Mi amiga Marita me envía un mensaje donde me felicita por mi artículo de prensa al tiempo que me indica que conoció una nueva palabra, demiurgo. Su mensaje me deja varios días reflexionando sobre ese mundo tan extraño y a la vez cotidiano, como lo son el lenguaje y las palabras.
Pienso en los primeros tiempos cuando en la conquista y luego, la colonización de lo que hoy conocemos como Venezuela los españoles mantenían una especie de censura sobre el idioma. Había una práctica idiomática que usaban los blancos peninsulares y sus descendientes. Esa lengua regía la vida colonial y se registraba en los libros oficiales y también sagrados. Se recitaba en conventos y cabildos.
Pero también existía la otra lengua, esa de las orillas, que en boca de pardos, negros e indígenas, registraba la vida cotidiana y nombraba el asombro de un mundo que aparecía en la mirada, en los gestos, ademanes, y en la degustación, como en las primitivas tortas de erepa, también llamada areppa, de voz indígena.
A través de los siglos se ha ido construyendo una memoria cultural donde el ser venezolano y lo venezolano, encuentran su mayor y fundamental riqueza en la memoria de la oralidad.
Esa fuerza inconmensurable de la oralidad es lo que hoy nos mantiene vivos. Ligados a un gusto por la tierra y sus riquezas naturales, de donde nos viene la sabia manera de mantener en la memoria el gusto por eso que nos permite abrazarnos alrededor de nuestro plato gastronómico por excelencia, la arepa.
Y la arepa es sinónimo de oralidad, de fogón, de cosa antigua pero al mismo tiempo presencia obligada en esta era de la alta tecnología y el ciberespacio.
Apenas hace un par de siglos entramos en la memoria escrita, en eso del lenguaje fijado en blanco y negro a través de la escritura.
Pero la memoria oral, esa de la palabra traslúcida, esplendorosa y sabia, ha sido por milenios nuestro otro pan, nuestra otra tortilla, que nos acompaña eternamente en la construcción y reconstrucción de nuestra ancestral historia cultural de las experiencias de nuestra cotidianidad.

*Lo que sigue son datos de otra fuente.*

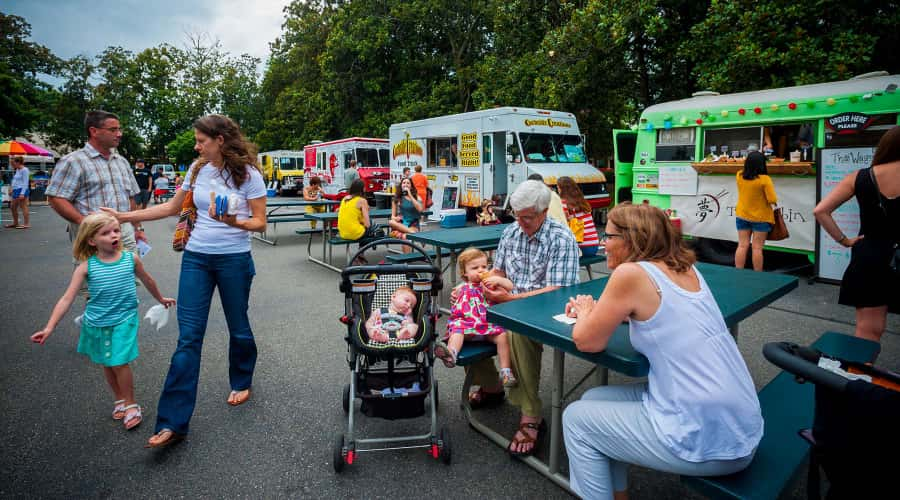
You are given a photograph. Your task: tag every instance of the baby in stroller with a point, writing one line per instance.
(468, 316)
(396, 319)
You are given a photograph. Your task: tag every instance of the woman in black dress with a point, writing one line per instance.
(869, 283)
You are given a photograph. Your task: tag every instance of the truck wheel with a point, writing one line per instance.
(716, 251)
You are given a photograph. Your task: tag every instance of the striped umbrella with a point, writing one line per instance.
(9, 148)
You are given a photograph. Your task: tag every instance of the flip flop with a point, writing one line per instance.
(171, 439)
(445, 353)
(119, 409)
(134, 419)
(235, 400)
(537, 427)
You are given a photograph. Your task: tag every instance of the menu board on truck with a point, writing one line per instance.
(832, 258)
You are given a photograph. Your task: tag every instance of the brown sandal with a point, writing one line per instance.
(526, 438)
(238, 397)
(172, 438)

A través de la oralidad boga un alma que traza nuestro destino común en la esencia de nuestro alimento primario. La arepa nutre el cuerpo pero a la vez nutre el alma porque es ostia que recibimos para comulgar-comunicar la íntima felicidad que es recuerdo ancestral.
El sabor de la arepa recuerda aquel que es piel de un dios incrustado en nuestro paladar. Por eso la cultura venezolana se degusta en sus sabores primarios, como la arepa. En ella existe la huella donde encontramos el camino a lo que hemos sido, somos y seremos. En ese círculo blanco con incrustaciones negras, cabemos todos.
Nuestra historia, nuestra cultura están resumidas en un grano de maíz, amasado con agua y sal de esto que nombramos arepa.
Hoy conocemos el poder de la historia cultural. A través del estudio de la vida cotidiana, conocemos e interpretamos los rasgos, detalles y maneras como nuestros antepasados transitaban las horas en su manera ordinaria de vivirlas. Esos instantes son destellos en la eterna manera de ser y sentir el gusto por la vida y sus entornos.
Y mientras reflexiono sobre las palabras, ninguna encuentro tan clara, pegajosa y oportuna para usar como gran demiurgo, que esta simpleza llamada arepa.
Olorosa a carbón y enmantequillada. Ora asada o también frita. Acompañada en nuestra pobreza con guarapo o guayoyo. También engalanada en su riqueza a lo reina pepiada, con jugo de fresa y hasta con vino tinto. En todas sus formas siempre visualizamos en su nombre la infinita presencia de una sencillez que será la marca eterna de la cultura venezolana, construida en su cotidiano trabajo de manos que amasan esta generosa existencia tan grandiosa de ser venezolanos.